-
Quest for Performance: The Evolution
of Modern Aircraft
-
-
- Part I: THE AGE OF
PROPELLERS
-
-
- Chapter 2: Design Exploration,
1914-18
-
-
- The Heritage of World War
I
-
-
-
- [64] Out of the
profusion of different configuration types, structural concepts,
and propulsion systems explored during the hectic days of World
War I, there emerged the strut-and-wire-braced biplane,
constructed of wood frame and covered with fabric, as the best
overall compromise between structural strength, weight, and
aerodynamic efficiency consistent with the existing state of
technology. This "standard airplane" formula, with various
improvements, was applied to all manner of single and multiengine
civil and military aircraft for many years following the end of
the war. In fact, one of the most extensively used training
aircraft in the United States during World War II was the
well-known Stearman PT-17 biplane. Even today, biplanes are flown
for sport, aerobatic competition, and crop spraying.
-
- Although a number of biplanes have been
described above, a review of some of the salient features of the
"standard airplane," the airplane design formula with which most
countries entered the decade of the 1920's, may be of interest. By
the end of the war, the rotary engine was obsolete, and the
in-line, water-cooled type was predominant. Values of the ratio of
dry weight to power had been reduced from between 3.5 and 4.0 for
early Curtiss and Mercedes engines to 2.5 for the 220-horsepower
Hispano-Suiza and 2.0 for the 400-horsepower Liberty. These values
were lower than the typical value of 2.7 for the rotaries;
however, the values given for the water-cooled engines do not
include the weight of the radiator, associated plumbing, or
cooling water. The propellers that transformed engine power to
propulsive thrust were of fixed pitch design and laminated wooden
construction. The limited speed range through which aircraft
operated in that era did not warrant the use of any type of
variable pitch arrangement. Large diameter propellers, consistent
with the low rotational speed of most engines, were used and gave
excellent takeoff and climb performance for a given amount of
power.

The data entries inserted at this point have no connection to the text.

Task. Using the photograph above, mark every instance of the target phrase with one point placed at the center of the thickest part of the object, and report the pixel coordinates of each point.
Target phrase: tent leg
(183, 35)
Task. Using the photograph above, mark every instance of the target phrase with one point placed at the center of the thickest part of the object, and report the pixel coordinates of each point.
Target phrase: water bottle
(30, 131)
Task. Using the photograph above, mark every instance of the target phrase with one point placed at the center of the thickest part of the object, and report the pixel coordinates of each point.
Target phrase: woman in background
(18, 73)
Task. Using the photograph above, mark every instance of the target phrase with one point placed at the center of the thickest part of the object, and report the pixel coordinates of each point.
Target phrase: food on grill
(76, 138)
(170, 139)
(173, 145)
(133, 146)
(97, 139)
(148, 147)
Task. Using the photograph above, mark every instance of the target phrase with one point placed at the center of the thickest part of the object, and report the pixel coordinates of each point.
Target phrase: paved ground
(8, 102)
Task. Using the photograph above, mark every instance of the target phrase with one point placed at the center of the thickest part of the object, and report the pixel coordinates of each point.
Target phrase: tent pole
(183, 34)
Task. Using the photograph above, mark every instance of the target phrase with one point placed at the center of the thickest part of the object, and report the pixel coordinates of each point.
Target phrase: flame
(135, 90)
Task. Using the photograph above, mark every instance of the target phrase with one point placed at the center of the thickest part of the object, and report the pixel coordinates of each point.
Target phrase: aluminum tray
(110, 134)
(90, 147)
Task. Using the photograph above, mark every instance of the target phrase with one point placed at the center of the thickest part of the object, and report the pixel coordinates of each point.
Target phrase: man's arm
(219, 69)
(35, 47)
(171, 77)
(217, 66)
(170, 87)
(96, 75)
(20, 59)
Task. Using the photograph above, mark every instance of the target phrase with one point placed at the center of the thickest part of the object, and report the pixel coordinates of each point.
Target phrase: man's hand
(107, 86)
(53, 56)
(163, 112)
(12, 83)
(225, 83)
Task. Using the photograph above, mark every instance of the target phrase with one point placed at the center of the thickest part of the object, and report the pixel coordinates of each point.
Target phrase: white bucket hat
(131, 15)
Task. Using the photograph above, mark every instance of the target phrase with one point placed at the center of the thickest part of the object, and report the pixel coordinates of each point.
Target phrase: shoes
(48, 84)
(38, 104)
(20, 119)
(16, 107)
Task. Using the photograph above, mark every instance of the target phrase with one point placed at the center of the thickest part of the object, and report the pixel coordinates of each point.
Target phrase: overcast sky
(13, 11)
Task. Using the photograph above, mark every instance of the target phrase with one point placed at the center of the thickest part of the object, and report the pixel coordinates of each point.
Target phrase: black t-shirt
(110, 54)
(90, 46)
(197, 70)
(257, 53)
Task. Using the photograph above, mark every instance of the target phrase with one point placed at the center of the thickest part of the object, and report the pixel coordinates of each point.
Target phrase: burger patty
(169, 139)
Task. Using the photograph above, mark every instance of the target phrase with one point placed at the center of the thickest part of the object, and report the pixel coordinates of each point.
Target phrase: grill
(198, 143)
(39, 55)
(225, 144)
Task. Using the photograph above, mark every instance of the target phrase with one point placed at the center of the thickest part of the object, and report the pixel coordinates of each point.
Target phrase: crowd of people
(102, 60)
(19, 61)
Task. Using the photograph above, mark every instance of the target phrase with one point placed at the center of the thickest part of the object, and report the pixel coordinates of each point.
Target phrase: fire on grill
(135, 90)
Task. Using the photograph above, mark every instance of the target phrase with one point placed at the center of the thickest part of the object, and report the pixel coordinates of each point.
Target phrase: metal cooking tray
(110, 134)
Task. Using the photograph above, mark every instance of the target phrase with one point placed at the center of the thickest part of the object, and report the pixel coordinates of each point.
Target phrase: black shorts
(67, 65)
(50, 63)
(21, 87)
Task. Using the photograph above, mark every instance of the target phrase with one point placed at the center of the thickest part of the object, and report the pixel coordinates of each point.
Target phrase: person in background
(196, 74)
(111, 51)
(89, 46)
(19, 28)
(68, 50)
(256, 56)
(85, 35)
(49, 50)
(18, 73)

Engines were usually started by the simple expedient of
having a mechanic swing the propeller by hand. [65] The callout of
"off " and "contact" between the pilot operating the ignition
switch in the cockpit and the mechanic turning the propeller was a
familiar litany around airports for many years.
-
- The wing loadings of aircraft in those
early years were low, usually below 10 pounds per square foot, to
allow operation from small fields. Most aircraft could take off
and land in a few hundred feet. The typical fixed landing gear had
large wheels for operation from soft unsurfaced fields and had no
form of streamlining. No brakes were incorporated in the landing
gear, and the tail skid was usually a fixed nonsteerable device.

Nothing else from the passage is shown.